Field Guide · term

Also known as: collinear array, colinear antenna, stacked dipole

A collinear antenna is an array of several radiating elements arranged end-to-end along a single vertical line and driven in phase, so their fields add toward the horizon.1 Unlike a Yagi, it stays omnidirectional in azimuth; the gain comes purely from compressing the vertical radiation pattern into a flatter, disc-like lobe. It is the standard high-gain base-station vertical for VHF/UHF.

λ/2 phasing λ/2 λ/2 collinear: thin, low-angle single element (fatter)
Stacking co-phased half-wave sections squashes the vertical pattern into a thin disc aimed at the horizon, adding gain while staying omnidirectional.

How it works

A single dipole or monopole radiates in a fat doughnut — much of its energy goes at steep angles into the sky and the ground, wasted for terrestrial work. A collinear stacks two or more half-wave elements vertically and feeds them so their currents are in phase. In the horizontal plane the fields from all sections add directly; at angles above and below the horizon they arrive with path differences that make them partly cancel. The net effect is array gain: the same total power is squeezed into a thinner, lower-angle lobe, raising signal strength toward distant stations near the horizon.

The engineering problem is keeping the elements in phase. Simply butting half-wave rods together would put adjacent sections out of phase, because current reverses every half wavelength. Collinears solve this with phasing sections between the radiating elements: quarter-wave stubs, folded loops, or coaxial phase-reversal sections (as in the popular “coco” coaxial-collinear) that flip the phase back so every radiating segment adds in step. The more sections stacked, the higher the gain — typically 3 dBd for a two-element collinear up toward 6–9 dBd for tall commercial verticals — but the vertical beamwidth narrows accordingly.

That narrow vertical lobe is the main caveat. A high-gain collinear aimed flat at the horizon can underperform for very local, high-angle signals — a nearby site up a hill may sit in a pattern null. Height and a clear horizon are what let the low-angle gain pay off.

Relevance to SDR

For a fixed SDR scanning station a collinear is the go-to when you want more range without giving up omnidirectional coverage. Because it hears all directions at once, it suits scanning a region full of trunking sites, and its extra low-angle gain pulls in weak distant signals that a plain quarter-wave ground-plane would miss. Its vertical polarization matches land-mobile P25, DMR, and NXDN traffic.

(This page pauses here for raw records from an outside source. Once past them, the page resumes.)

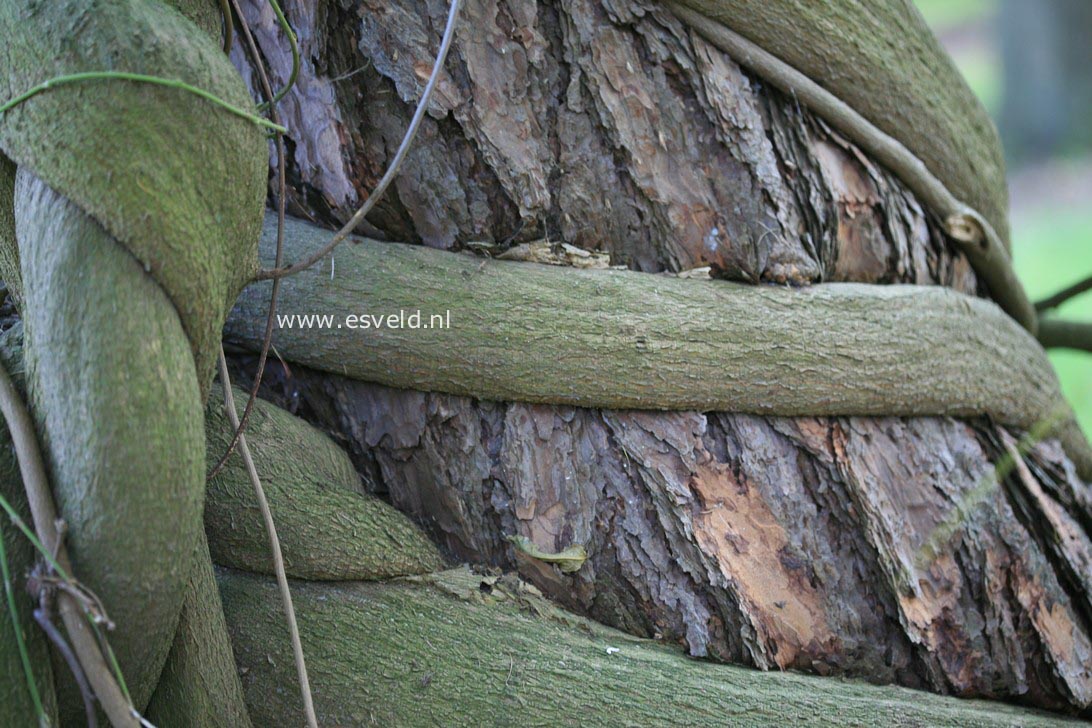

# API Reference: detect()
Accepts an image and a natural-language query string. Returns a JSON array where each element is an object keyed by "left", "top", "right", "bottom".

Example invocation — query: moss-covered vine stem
[{"left": 226, "top": 217, "right": 1092, "bottom": 478}]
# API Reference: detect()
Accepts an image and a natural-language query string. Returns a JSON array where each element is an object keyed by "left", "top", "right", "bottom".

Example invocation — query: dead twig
[{"left": 219, "top": 347, "right": 319, "bottom": 728}]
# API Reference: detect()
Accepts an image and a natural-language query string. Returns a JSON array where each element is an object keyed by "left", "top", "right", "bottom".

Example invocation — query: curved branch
[
  {"left": 1035, "top": 275, "right": 1092, "bottom": 313},
  {"left": 667, "top": 0, "right": 1037, "bottom": 334},
  {"left": 1038, "top": 319, "right": 1092, "bottom": 353},
  {"left": 225, "top": 217, "right": 1092, "bottom": 474}
]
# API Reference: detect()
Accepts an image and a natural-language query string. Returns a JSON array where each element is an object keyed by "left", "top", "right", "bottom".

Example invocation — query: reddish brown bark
[{"left": 226, "top": 0, "right": 1092, "bottom": 708}]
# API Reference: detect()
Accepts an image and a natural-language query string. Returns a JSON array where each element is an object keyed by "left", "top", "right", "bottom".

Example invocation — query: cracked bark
[{"left": 230, "top": 0, "right": 1092, "bottom": 709}]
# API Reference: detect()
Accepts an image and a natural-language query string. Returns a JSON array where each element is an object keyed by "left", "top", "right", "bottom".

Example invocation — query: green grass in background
[
  {"left": 1012, "top": 207, "right": 1092, "bottom": 435},
  {"left": 914, "top": 0, "right": 997, "bottom": 28}
]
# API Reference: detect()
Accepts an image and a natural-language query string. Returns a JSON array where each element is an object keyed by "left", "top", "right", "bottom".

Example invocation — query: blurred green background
[{"left": 916, "top": 0, "right": 1092, "bottom": 435}]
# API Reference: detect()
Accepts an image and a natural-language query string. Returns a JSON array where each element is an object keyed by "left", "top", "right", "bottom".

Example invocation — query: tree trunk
[{"left": 221, "top": 0, "right": 1092, "bottom": 709}]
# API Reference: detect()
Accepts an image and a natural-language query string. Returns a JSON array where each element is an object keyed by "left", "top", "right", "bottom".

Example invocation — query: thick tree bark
[{"left": 227, "top": 0, "right": 1092, "bottom": 708}]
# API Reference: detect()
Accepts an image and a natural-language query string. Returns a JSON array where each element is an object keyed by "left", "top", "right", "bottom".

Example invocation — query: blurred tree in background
[{"left": 999, "top": 0, "right": 1092, "bottom": 160}]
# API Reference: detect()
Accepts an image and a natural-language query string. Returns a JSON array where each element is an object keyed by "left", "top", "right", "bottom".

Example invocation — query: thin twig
[
  {"left": 0, "top": 512, "right": 47, "bottom": 725},
  {"left": 254, "top": 0, "right": 462, "bottom": 281},
  {"left": 1035, "top": 275, "right": 1092, "bottom": 313},
  {"left": 219, "top": 0, "right": 235, "bottom": 55},
  {"left": 0, "top": 71, "right": 287, "bottom": 132},
  {"left": 207, "top": 0, "right": 287, "bottom": 480},
  {"left": 0, "top": 365, "right": 140, "bottom": 728},
  {"left": 34, "top": 588, "right": 98, "bottom": 728},
  {"left": 264, "top": 0, "right": 299, "bottom": 106},
  {"left": 219, "top": 346, "right": 319, "bottom": 728}
]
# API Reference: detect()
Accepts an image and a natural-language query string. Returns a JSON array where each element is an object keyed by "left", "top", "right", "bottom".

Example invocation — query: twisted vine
[{"left": 0, "top": 0, "right": 1092, "bottom": 724}]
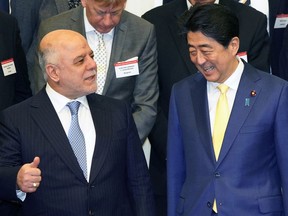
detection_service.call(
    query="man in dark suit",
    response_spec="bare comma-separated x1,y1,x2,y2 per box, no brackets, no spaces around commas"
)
0,30,155,216
34,0,159,142
143,0,269,215
0,11,31,110
167,4,288,216
269,0,288,77
11,0,80,91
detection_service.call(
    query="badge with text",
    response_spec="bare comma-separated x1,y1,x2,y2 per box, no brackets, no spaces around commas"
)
1,58,16,76
274,14,288,29
114,57,139,78
237,52,248,62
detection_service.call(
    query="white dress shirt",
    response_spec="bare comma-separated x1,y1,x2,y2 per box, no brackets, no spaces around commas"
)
84,8,115,72
46,83,96,180
207,57,244,134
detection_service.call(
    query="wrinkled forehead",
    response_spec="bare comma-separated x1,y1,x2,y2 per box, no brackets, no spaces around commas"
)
90,0,127,8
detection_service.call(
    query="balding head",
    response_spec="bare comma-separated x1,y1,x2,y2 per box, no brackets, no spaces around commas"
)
39,30,96,99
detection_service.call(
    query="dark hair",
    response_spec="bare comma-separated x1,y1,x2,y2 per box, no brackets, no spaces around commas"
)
179,4,239,47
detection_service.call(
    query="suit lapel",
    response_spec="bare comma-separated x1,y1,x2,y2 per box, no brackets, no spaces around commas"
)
218,64,261,165
87,94,113,182
191,74,215,163
31,88,86,181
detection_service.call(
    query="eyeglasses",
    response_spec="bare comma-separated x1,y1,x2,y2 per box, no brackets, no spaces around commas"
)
96,8,123,17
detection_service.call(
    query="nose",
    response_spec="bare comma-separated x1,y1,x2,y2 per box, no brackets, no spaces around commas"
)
196,52,206,65
103,13,113,27
88,57,97,71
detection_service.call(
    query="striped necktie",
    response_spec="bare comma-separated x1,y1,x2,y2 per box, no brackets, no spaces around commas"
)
67,101,87,179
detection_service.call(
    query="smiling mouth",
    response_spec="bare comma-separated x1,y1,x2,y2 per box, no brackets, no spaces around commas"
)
85,74,96,81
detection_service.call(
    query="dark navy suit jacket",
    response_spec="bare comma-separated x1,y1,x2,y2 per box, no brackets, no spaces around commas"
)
167,61,288,216
0,89,154,216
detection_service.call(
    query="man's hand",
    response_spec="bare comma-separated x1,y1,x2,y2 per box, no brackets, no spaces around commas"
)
17,157,41,193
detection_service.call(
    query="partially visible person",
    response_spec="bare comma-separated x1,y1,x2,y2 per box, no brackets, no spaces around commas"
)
234,0,288,77
0,30,155,216
167,4,288,216
269,0,288,77
0,11,32,110
0,0,9,13
143,0,270,216
11,0,80,93
279,25,288,80
0,11,32,216
34,0,159,143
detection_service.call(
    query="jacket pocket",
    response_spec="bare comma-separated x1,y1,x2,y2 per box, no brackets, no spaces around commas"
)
258,196,283,213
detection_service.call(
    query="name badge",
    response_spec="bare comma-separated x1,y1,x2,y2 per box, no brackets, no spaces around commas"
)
237,52,248,62
1,58,16,76
114,57,139,78
274,14,288,29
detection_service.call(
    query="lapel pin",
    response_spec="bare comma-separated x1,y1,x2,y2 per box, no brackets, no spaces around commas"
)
245,98,250,106
250,90,256,97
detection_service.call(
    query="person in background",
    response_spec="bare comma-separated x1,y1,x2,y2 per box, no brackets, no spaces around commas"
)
0,11,32,110
11,0,81,93
142,0,270,216
167,4,288,216
0,11,32,216
34,0,159,143
0,30,156,216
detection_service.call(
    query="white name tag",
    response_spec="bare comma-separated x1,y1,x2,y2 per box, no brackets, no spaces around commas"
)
274,14,288,29
237,52,248,62
114,57,139,78
1,58,16,76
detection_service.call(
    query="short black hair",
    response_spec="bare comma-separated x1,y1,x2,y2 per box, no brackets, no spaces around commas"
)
179,4,239,47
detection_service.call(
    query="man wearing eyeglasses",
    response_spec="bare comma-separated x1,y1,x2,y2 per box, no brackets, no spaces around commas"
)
34,0,158,146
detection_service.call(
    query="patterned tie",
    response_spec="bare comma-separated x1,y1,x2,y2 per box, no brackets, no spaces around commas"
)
68,0,81,9
213,84,230,160
95,31,107,94
67,101,87,178
239,0,251,5
213,84,230,213
0,0,9,13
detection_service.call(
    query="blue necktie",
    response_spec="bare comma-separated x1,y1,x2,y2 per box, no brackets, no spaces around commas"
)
67,101,87,179
0,0,9,13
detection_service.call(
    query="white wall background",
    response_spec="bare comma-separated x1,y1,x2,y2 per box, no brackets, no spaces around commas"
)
126,0,162,16
126,0,162,165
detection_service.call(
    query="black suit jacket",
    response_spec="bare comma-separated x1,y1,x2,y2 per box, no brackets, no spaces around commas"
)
143,0,270,197
0,11,32,110
0,89,154,216
269,0,288,77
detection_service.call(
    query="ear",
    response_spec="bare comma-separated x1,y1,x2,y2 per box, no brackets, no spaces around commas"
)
81,0,87,7
45,64,60,82
229,37,240,55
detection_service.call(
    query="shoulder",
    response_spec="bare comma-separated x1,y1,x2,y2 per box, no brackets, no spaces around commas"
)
87,93,128,112
142,0,183,24
120,10,153,29
219,0,266,20
0,10,16,25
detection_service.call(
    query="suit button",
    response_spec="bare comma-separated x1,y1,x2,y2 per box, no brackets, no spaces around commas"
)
207,202,212,208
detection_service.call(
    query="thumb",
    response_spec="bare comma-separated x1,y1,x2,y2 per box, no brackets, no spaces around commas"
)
30,157,40,168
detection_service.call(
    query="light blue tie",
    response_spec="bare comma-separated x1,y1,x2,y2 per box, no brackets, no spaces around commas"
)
67,101,87,179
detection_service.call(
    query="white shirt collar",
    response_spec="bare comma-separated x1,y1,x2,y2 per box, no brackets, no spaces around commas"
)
83,8,115,37
46,83,89,113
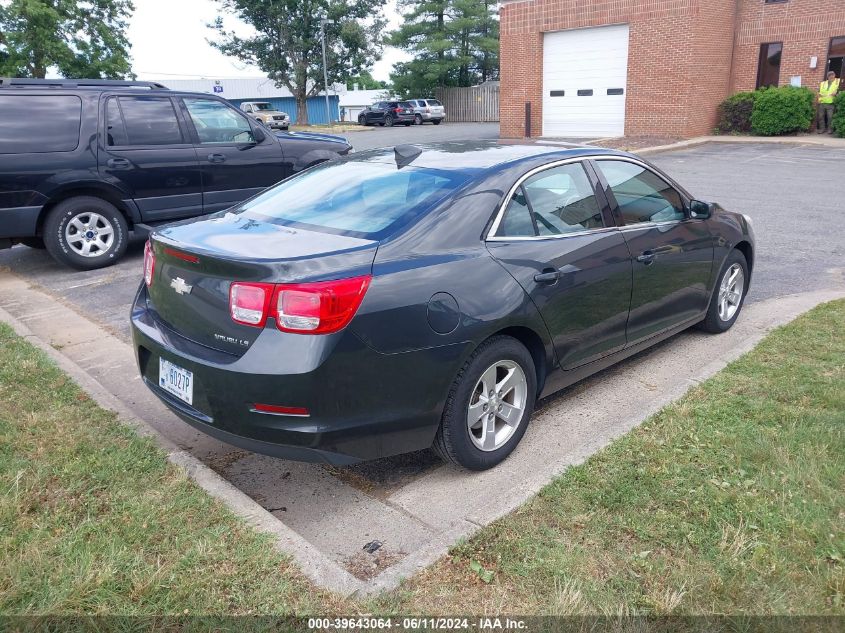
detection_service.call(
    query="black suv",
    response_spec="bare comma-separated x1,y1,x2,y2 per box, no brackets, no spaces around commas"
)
0,79,352,269
358,101,414,127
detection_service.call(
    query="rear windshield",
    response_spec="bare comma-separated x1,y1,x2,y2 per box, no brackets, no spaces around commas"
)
235,161,466,239
0,95,82,154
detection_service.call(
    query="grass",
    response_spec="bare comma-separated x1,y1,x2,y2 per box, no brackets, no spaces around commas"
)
0,324,333,615
378,301,845,615
0,301,845,615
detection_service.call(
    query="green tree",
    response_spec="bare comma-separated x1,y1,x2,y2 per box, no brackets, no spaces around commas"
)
388,0,499,97
209,0,386,125
0,0,135,79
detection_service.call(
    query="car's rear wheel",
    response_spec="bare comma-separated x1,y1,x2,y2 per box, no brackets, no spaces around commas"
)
699,250,749,334
44,196,129,270
434,336,537,470
21,237,45,250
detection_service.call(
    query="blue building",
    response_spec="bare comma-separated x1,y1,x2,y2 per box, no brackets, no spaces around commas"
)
152,77,345,125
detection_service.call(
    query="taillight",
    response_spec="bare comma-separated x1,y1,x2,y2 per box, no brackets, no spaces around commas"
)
229,283,273,327
229,275,371,334
144,240,155,288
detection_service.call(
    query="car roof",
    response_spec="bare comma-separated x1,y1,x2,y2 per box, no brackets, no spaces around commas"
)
348,140,628,170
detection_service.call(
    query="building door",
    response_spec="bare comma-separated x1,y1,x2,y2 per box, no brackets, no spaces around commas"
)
543,24,629,138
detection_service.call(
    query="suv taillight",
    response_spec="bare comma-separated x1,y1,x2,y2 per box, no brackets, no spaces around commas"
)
229,275,372,334
144,240,155,288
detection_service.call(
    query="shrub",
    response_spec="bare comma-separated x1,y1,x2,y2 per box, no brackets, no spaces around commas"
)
751,86,815,136
833,92,845,138
716,92,754,134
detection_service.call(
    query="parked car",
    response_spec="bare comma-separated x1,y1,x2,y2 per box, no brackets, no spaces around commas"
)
241,101,290,130
131,142,754,470
358,101,414,127
0,79,352,269
408,99,446,125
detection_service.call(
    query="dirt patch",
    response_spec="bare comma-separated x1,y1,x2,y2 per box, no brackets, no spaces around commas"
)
343,547,408,580
590,136,684,152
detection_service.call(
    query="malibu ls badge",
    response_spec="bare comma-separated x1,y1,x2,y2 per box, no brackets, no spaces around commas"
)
170,277,193,295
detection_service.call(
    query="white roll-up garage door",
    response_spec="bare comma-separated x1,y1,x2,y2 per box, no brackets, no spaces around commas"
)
543,24,628,138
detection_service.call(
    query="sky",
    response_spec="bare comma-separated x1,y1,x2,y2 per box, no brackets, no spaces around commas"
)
128,0,410,80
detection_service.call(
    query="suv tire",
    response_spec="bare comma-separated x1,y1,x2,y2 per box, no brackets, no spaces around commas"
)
44,196,129,270
434,336,537,470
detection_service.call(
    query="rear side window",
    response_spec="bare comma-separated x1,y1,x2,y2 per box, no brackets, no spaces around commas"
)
115,96,184,145
0,95,82,154
236,161,466,239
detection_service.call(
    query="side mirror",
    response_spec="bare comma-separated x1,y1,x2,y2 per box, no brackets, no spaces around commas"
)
690,200,716,220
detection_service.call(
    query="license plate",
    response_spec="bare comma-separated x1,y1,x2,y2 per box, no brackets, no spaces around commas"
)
158,358,194,404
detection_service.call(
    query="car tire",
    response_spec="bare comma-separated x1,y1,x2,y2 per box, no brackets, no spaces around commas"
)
699,250,749,334
433,336,537,470
44,196,129,270
21,237,46,250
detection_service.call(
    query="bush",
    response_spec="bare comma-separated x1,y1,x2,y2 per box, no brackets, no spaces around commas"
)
833,92,845,138
751,86,815,136
716,92,754,134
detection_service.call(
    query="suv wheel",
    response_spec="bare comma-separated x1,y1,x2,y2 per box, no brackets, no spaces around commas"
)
44,196,129,270
434,336,537,470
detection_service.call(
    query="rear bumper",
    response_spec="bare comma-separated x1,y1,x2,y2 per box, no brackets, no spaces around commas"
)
132,288,463,465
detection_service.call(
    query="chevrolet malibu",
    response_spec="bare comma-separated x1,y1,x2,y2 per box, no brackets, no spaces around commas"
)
131,142,754,470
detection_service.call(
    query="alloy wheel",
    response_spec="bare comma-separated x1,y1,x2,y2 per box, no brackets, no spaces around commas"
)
717,264,745,321
467,360,528,451
65,211,114,257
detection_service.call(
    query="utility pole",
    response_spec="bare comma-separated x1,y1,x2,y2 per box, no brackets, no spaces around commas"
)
320,18,334,125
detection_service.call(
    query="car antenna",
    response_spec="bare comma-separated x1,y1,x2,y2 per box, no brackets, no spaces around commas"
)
393,145,422,169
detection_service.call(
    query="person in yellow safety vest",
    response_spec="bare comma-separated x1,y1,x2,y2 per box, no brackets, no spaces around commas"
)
816,70,839,134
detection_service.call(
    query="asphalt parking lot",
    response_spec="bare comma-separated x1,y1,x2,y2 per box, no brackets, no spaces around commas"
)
0,137,845,588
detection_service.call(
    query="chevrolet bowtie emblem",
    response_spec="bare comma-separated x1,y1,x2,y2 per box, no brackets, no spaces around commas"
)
170,277,193,295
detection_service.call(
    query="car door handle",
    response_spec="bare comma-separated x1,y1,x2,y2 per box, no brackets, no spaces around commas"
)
534,270,560,284
106,158,132,169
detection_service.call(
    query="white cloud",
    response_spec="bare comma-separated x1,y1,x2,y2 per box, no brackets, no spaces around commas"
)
128,0,410,80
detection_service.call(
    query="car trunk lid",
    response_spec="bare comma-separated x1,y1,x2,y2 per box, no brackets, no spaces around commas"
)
148,213,378,355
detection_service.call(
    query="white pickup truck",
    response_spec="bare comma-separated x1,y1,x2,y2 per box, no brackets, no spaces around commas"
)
241,101,290,130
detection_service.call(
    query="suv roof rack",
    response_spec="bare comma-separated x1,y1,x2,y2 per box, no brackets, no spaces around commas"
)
0,77,168,90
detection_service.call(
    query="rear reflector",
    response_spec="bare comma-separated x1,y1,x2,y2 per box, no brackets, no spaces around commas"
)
252,403,309,418
164,248,200,264
229,283,273,327
229,275,371,334
144,240,155,288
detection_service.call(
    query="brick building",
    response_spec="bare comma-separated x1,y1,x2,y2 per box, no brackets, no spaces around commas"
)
499,0,845,138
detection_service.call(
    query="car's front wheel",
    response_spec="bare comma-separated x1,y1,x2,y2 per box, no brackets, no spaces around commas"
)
44,196,129,270
434,336,537,470
700,250,749,334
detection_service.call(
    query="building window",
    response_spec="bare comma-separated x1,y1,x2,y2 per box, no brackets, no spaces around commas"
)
827,35,845,78
757,42,783,88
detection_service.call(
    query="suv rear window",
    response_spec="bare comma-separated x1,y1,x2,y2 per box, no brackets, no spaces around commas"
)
235,161,466,239
0,95,82,154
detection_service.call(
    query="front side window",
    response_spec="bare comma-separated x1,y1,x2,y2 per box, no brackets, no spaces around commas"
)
496,163,604,237
757,42,783,88
184,99,254,145
235,161,466,239
0,95,82,154
118,96,184,145
596,160,685,226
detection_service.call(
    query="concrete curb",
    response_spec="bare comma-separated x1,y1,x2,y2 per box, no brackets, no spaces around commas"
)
0,308,364,596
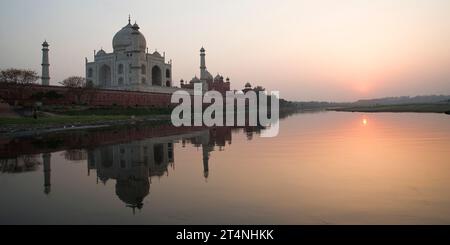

GopherTrunk is a receive-only decoder and benefits from the improved signal-to-noise a collinear provides, with no configuration needed. The trade-offs versus other antennas are the usual ones: a discone covers far more bandwidth at lower gain, and a Yagi gives more gain but only in one direction. A collinear occupies the middle ground — band-limited, omnidirectional, and higher-gain than a single vertical.

Sources

  1. Collinear antenna array — Wikipedia, for the in-phase stacked-element principle, phasing sections, and horizon-directed gain.